Suicidarse en el mar es como desnacerse
en el claustro materno, es como retornar a la tibieza
de la verdad primera, redescubrir el hálito
fugaz que nos perdura, quizás la certidumbre
de que también el fin puede ser una forma de empezar.
Hay suicidas muy torpes: tienen prisa en sus renunciaciones
y eligen sin pensar acantilados altos como el desprecio,
foscos como la ruina para el vuelo final. Acaban
casi siempre como siempre vivieron: en alguna
caverna de escollos heridores, atrapados en
redes sin linaje, recubiertos de umbría,
anclados a su malva soledad.
Pero hay quienes ofician el suicidio
como un rito: se visten de túnicas muy blancas,
con guirnaldas de flores dan prestigio a sus sienes,
y enaltecen sus cuellos y sus manos con bellísimas
joyas y abalorios cuyo fulgor conforta los sentidos
y el ánimo sosiega y la inocencia acrece.

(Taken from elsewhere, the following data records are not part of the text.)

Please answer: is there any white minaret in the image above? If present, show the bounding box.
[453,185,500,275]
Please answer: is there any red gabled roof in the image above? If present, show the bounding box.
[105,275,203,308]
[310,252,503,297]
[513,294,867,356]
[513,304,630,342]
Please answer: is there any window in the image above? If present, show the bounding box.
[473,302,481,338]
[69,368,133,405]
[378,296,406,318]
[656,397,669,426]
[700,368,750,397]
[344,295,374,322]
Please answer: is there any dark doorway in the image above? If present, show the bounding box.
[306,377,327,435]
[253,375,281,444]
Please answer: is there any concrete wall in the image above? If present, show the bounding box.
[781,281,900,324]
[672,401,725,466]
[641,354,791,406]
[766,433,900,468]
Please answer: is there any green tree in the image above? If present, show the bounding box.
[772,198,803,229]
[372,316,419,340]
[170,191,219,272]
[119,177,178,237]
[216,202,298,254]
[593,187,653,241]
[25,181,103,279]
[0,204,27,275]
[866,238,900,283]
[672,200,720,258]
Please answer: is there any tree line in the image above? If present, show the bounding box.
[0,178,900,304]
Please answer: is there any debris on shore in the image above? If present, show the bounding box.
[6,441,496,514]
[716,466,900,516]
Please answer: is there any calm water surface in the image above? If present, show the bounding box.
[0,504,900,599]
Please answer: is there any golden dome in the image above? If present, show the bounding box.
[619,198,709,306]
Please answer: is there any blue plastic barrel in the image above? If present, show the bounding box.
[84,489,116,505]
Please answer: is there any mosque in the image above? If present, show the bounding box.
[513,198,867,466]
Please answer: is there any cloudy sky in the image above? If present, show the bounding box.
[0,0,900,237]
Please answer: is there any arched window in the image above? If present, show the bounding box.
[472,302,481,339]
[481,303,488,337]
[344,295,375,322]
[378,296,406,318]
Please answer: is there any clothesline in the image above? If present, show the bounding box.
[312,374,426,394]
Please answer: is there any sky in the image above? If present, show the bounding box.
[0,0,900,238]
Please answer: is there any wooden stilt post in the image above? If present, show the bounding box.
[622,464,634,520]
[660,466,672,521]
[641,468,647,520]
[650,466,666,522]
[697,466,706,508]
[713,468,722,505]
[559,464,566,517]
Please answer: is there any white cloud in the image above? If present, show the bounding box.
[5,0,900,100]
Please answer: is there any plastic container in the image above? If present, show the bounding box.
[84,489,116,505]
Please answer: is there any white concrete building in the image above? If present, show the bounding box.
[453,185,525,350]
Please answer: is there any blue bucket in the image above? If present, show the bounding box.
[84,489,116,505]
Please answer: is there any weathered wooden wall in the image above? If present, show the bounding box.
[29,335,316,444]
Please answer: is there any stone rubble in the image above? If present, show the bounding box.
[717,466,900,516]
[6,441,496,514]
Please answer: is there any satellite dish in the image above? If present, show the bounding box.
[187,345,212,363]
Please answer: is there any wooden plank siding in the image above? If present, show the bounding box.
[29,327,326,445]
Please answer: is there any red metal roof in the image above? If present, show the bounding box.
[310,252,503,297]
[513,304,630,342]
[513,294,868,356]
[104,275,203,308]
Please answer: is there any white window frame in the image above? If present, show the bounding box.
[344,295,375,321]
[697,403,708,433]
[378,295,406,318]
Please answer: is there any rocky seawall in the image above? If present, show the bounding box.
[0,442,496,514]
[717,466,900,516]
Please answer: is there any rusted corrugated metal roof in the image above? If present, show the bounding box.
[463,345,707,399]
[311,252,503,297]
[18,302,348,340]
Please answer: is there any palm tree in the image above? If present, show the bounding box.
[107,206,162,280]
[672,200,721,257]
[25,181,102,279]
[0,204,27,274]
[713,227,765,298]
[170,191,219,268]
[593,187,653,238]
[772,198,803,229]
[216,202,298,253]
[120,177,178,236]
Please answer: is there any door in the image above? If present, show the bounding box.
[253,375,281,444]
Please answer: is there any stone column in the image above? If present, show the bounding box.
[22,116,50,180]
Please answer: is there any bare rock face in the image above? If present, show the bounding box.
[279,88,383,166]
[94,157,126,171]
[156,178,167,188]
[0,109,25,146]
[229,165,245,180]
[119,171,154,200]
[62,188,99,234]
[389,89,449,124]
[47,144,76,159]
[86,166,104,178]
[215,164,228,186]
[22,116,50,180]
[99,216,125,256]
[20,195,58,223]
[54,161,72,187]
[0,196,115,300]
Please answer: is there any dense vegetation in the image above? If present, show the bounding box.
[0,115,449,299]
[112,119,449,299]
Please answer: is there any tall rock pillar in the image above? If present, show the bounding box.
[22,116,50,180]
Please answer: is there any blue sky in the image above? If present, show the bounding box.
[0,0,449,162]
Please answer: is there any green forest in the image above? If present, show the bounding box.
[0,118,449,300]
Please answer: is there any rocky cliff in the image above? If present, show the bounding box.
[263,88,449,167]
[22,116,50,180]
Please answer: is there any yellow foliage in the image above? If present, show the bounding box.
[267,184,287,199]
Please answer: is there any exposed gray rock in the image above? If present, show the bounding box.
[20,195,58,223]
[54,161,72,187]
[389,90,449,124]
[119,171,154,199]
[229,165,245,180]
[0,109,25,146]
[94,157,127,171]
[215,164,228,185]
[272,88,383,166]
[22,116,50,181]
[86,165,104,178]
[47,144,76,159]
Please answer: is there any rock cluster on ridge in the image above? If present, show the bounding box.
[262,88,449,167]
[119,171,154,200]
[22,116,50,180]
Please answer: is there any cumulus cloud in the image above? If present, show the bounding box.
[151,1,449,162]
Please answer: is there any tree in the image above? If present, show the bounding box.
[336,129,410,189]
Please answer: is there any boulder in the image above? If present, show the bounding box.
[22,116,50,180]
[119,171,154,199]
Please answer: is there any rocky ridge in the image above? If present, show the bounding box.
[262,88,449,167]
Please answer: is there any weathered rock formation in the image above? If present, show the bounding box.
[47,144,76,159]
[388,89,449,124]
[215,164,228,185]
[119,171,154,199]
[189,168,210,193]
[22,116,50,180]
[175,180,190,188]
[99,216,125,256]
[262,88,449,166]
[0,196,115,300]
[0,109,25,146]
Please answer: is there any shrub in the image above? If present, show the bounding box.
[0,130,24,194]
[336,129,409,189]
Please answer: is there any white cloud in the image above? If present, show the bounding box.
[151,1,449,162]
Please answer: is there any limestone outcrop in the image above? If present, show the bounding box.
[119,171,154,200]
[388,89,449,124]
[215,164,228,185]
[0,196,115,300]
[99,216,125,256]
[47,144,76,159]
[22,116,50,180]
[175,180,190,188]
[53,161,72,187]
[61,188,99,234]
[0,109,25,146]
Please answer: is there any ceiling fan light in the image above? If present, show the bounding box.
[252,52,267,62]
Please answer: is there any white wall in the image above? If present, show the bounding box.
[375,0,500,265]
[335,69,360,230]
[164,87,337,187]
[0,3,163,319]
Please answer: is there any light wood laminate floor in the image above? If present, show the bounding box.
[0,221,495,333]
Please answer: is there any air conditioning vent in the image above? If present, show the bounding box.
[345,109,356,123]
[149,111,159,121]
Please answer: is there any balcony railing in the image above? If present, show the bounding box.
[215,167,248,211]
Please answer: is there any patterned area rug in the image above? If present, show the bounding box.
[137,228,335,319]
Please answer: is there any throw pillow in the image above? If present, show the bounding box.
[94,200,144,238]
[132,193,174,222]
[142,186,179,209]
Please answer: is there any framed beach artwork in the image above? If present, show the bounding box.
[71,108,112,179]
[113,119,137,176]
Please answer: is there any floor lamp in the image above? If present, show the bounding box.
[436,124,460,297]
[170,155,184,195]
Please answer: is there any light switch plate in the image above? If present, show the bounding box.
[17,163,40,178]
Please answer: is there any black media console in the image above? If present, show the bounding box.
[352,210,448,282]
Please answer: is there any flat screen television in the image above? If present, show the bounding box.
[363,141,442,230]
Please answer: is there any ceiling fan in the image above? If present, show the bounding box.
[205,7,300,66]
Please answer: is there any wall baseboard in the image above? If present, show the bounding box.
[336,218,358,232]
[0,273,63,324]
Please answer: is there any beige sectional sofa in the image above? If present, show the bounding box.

Después, tras consultar tablas lunares, astrónomos,
augures, cartas de marear, escogen una fecha
de otoño transparente y con el claroscuro de la tarde
vencida se internan con cuidado entre las aguas,
la mirada en sus culpas, el olfato en su ausencia,
el tacto en sus ensueños, mientras van repitiendo
las palabras que jamás escucharon y que siempre
quisieron escuchar…
Con su gentil y antigua cortesía acoge
nuestro mar a estos pulcros suicidas, les da la bienvenida,
les recibe en su imenso nidal. Y arrullando su frágil
mansedumbre, entre un magno silencio de ondas
y presagios, les orienta hacia dársenas ocultas,
hacia anónimas clas donde aguarda una pequeña
barca que ya tiene la orden de partir.